Kneeling and scraping away in this alien landscape the world subjectively changes;  we are in the environment of soldiers and militia,  a dimension where carefully constructed patriotic illusions of sacrifice to god and country slowly refocus into a reality of fear and panic,  of men firing blindly towards an enemy they perhaps cannot see but know in another time as brothers and fellow countrymen.  Rusting sardine tins ,  the broken light blue glass of medicine bottles,  the sharp metal of barbed wire ,  a small metal button which has become dislodged,  a crucifix fallen from the neck of someone,  a leather heel from a boot,  glass from a bottle of cologne to make a soldier smell less like death;   all provide some light for the shadows,  some meat for the bare bones of history,  material culture for the archaeologists to work and reconstruct with.  Alfredo sweeps the metal detector across the  landscape searching for further evidence,  then sweeps across the spoil heap,  its little buzzing sound coming and going like an incongruous computer game in a more prosaic, ancient landscape.

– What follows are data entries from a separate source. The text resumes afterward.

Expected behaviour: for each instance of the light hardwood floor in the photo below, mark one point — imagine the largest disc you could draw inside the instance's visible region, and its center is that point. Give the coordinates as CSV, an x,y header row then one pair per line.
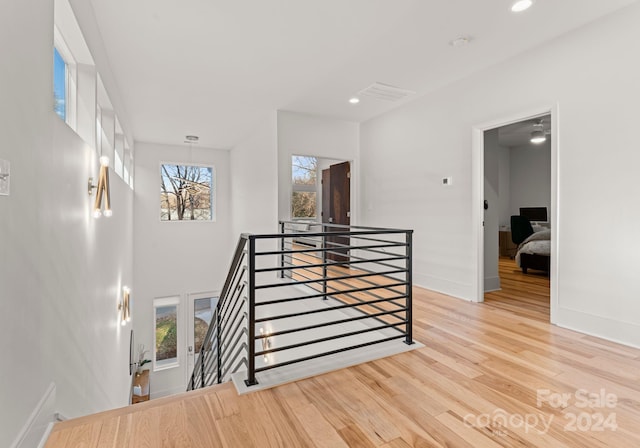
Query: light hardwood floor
x,y
476,380
526,295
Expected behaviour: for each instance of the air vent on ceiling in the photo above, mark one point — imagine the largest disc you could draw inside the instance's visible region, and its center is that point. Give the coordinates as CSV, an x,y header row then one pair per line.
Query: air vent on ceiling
x,y
385,92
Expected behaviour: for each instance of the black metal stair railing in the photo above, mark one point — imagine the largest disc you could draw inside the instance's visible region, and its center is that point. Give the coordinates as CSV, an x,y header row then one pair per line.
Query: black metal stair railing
x,y
310,291
224,347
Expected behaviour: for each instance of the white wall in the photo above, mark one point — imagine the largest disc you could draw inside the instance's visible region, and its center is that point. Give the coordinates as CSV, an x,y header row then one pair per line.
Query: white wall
x,y
530,177
492,152
61,271
254,181
176,258
308,135
504,185
592,75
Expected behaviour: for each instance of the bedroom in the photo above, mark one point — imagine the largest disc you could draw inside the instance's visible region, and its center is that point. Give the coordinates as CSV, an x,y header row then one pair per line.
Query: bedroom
x,y
517,216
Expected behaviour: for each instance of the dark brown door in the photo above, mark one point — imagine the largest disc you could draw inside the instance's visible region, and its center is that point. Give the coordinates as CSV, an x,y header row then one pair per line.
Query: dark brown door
x,y
336,206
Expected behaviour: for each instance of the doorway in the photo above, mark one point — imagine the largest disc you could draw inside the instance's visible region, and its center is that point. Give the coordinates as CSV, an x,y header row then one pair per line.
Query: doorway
x,y
336,207
486,218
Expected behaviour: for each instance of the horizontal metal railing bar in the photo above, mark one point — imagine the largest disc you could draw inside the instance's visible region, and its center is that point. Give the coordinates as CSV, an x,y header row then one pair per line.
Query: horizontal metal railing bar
x,y
276,285
346,292
233,296
271,236
326,324
319,265
226,354
332,352
297,251
231,360
338,264
347,247
367,281
334,251
333,308
401,307
228,323
324,235
318,295
348,226
329,338
359,269
230,331
238,298
237,366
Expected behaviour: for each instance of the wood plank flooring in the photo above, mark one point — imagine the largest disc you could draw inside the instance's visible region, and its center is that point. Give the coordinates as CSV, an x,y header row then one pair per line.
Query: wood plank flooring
x,y
488,376
526,295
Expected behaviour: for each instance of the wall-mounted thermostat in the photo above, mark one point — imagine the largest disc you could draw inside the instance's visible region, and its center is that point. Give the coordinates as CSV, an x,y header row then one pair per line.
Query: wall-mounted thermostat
x,y
4,177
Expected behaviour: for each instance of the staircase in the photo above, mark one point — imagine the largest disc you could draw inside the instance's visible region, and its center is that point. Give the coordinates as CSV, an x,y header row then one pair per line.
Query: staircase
x,y
307,293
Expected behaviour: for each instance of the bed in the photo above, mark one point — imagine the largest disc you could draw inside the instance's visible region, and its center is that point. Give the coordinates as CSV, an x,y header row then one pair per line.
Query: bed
x,y
535,252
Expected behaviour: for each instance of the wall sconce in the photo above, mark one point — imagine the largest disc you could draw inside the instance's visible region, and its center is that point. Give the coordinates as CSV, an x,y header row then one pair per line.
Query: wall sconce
x,y
125,306
266,343
4,177
102,189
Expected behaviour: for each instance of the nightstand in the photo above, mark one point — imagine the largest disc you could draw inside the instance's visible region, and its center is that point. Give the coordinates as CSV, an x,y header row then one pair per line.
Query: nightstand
x,y
507,246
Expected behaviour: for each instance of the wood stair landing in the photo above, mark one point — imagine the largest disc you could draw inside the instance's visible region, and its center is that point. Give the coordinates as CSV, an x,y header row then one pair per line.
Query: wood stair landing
x,y
478,359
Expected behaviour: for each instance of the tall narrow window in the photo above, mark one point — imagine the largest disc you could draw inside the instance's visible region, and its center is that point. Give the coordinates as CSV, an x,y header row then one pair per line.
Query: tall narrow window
x,y
59,85
304,172
166,332
187,193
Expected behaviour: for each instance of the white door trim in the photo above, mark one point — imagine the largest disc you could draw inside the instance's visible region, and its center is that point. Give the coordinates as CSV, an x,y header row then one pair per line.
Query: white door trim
x,y
477,211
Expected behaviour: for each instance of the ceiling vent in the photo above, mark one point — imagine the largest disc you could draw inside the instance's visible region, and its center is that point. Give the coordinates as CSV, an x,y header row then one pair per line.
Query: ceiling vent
x,y
385,92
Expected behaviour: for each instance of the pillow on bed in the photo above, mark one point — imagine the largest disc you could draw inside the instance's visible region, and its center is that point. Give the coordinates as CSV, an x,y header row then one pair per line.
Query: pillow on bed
x,y
537,236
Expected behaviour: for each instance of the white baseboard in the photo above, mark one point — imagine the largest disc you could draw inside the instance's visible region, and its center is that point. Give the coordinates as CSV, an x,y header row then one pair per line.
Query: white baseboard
x,y
492,284
166,392
624,333
37,428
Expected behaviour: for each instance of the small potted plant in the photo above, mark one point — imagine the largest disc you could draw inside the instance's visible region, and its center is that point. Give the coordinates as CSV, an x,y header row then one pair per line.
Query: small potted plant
x,y
141,358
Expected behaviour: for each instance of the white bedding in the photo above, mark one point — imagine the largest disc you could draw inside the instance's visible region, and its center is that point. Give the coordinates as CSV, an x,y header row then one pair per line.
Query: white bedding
x,y
538,243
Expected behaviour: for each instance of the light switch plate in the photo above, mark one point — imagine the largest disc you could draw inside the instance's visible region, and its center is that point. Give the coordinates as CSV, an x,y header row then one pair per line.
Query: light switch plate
x,y
5,168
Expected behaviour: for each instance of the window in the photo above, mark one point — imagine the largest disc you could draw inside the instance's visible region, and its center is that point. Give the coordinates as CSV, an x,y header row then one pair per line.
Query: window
x,y
304,171
187,193
202,314
166,332
59,85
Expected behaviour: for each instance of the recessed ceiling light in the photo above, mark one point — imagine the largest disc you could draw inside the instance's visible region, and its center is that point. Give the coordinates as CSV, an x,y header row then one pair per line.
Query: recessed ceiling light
x,y
460,41
521,5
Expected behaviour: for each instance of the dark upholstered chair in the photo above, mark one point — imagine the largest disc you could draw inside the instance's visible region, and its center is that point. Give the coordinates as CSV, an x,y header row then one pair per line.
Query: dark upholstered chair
x,y
520,228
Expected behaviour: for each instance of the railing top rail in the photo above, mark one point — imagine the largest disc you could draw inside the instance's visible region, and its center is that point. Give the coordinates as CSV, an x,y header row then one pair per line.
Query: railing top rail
x,y
376,229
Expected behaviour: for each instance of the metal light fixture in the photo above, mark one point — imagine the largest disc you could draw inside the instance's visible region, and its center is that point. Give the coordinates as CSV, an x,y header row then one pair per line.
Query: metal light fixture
x,y
521,5
102,190
266,343
125,306
538,136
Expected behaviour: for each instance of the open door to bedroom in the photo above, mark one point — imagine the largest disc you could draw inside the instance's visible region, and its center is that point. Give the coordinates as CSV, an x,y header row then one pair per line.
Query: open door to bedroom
x,y
517,181
336,206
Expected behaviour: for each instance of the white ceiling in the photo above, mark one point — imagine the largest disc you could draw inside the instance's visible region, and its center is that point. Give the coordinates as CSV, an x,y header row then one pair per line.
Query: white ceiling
x,y
519,134
213,68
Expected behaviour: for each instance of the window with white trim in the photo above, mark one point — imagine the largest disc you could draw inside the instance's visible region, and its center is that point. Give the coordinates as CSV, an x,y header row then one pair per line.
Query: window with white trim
x,y
304,179
165,314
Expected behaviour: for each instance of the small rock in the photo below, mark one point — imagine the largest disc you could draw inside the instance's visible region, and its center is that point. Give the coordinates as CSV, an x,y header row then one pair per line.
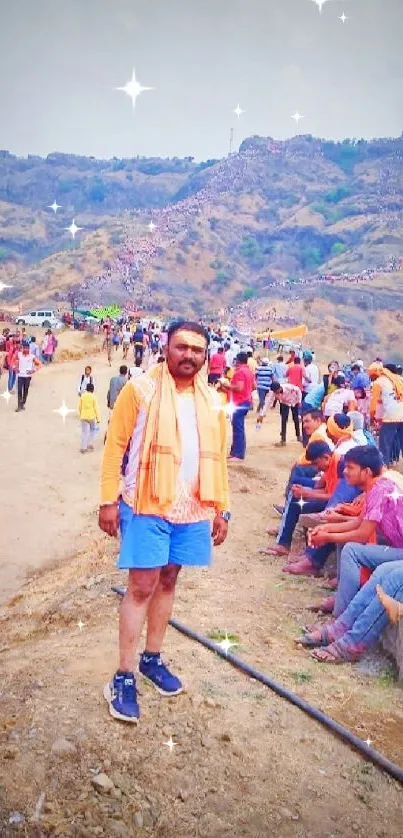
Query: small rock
x,y
285,813
63,748
16,818
10,752
102,783
89,583
117,829
138,819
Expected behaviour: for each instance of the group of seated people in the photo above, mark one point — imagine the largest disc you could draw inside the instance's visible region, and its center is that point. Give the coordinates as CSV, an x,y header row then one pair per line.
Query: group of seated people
x,y
348,502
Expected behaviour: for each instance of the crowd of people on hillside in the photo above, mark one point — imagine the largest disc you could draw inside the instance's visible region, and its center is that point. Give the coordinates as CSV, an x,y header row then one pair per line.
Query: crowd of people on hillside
x,y
21,357
342,490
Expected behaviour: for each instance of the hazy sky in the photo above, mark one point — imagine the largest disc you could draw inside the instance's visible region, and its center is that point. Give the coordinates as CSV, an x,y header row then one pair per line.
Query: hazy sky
x,y
60,61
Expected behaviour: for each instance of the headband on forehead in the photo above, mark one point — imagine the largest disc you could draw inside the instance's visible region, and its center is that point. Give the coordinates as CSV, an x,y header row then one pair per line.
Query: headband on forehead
x,y
191,338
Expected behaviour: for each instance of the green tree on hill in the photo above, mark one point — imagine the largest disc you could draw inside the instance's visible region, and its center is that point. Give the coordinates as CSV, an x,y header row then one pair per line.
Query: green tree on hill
x,y
310,258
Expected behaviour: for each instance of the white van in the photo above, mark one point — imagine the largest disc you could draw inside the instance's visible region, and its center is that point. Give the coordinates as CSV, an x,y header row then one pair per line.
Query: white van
x,y
42,317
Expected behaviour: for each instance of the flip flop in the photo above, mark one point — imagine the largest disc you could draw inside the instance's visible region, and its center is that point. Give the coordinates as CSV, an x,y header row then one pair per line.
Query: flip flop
x,y
333,653
309,642
325,607
273,551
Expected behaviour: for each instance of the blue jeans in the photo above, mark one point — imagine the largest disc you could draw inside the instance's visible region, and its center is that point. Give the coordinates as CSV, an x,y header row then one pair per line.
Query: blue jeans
x,y
238,447
364,620
11,380
390,440
262,397
342,494
303,475
354,557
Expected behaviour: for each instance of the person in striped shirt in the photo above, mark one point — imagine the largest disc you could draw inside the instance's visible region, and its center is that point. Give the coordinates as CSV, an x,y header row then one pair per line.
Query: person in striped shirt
x,y
264,380
290,398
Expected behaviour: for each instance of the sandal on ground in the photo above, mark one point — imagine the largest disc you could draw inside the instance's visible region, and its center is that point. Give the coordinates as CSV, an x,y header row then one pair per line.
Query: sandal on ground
x,y
311,642
330,584
325,607
274,551
329,654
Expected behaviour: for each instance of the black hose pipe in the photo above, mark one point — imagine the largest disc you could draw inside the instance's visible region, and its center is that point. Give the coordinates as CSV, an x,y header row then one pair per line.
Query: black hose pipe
x,y
365,750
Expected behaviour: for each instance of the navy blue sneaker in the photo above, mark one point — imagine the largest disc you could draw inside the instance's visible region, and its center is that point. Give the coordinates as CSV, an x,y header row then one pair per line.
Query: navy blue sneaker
x,y
121,695
156,673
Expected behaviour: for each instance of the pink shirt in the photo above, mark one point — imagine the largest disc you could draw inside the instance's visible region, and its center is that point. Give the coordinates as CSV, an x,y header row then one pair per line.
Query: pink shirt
x,y
244,376
384,506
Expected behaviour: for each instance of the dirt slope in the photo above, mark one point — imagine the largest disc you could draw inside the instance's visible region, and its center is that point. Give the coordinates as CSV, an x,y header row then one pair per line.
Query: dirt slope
x,y
245,763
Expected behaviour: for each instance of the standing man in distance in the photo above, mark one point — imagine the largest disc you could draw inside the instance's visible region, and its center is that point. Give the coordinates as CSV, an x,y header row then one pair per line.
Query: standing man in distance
x,y
116,383
241,386
290,398
27,365
168,427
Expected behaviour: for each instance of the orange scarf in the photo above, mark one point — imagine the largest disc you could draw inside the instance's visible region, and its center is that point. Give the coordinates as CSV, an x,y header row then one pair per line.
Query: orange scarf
x,y
161,452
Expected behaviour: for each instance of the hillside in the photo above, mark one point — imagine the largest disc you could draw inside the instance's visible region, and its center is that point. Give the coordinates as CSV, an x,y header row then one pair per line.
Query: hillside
x,y
264,225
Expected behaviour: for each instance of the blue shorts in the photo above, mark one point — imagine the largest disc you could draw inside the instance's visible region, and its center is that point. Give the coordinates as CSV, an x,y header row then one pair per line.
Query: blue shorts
x,y
147,541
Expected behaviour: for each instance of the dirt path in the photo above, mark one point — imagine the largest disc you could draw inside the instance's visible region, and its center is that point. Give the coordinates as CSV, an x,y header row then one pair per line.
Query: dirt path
x,y
244,763
48,488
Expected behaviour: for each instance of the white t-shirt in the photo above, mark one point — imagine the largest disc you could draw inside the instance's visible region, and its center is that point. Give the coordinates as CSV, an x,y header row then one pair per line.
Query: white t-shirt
x,y
189,434
391,408
337,400
26,366
311,377
345,446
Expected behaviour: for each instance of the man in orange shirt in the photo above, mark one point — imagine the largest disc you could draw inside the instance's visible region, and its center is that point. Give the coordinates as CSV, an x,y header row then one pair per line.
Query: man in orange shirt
x,y
217,366
295,374
168,431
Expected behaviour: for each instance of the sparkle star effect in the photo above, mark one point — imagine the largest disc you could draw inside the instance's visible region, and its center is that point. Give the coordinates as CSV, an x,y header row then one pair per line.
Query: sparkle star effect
x,y
238,111
170,744
55,206
73,229
226,644
395,495
63,410
320,4
133,88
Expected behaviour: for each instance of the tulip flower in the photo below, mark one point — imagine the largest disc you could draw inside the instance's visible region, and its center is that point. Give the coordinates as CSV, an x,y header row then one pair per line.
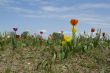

The old town is now surrounded by a perimeter fence,   the crumbling church towers of  San Martin de Tours and San Agustin rise above the petrified landscape where many thousands died in 1938.  Its ghosts are finally being contained and the ghost of Franco slowly being exorcised.  A potential mass grave site has been found,  secrets are being uncovered,  and those secrets still remaining are demanding the attention of a young generation of Spanish people asking questions about their country’s past.  The systematic trans-generational destruction of progressive thinking and freedoms from 1939 to 1975 requires light to rinse away the residual darkness.  The brooding ghost town of old Belchite and its crumbling glory is sometimes the site of film sets ( Pan’s Labyrinth, The Adventures of Baron Munchausen ) and has recently began inviting tourists to learn of its history,  with 3 guided tours provided every day.  Perhaps this exposure is a metaphor for more widespread progress into understanding and countering the darkness of oppression, evidence that the ghosts of Franco can be exorcised one by one and proof that returning to where we have never been is more a reality than a dream.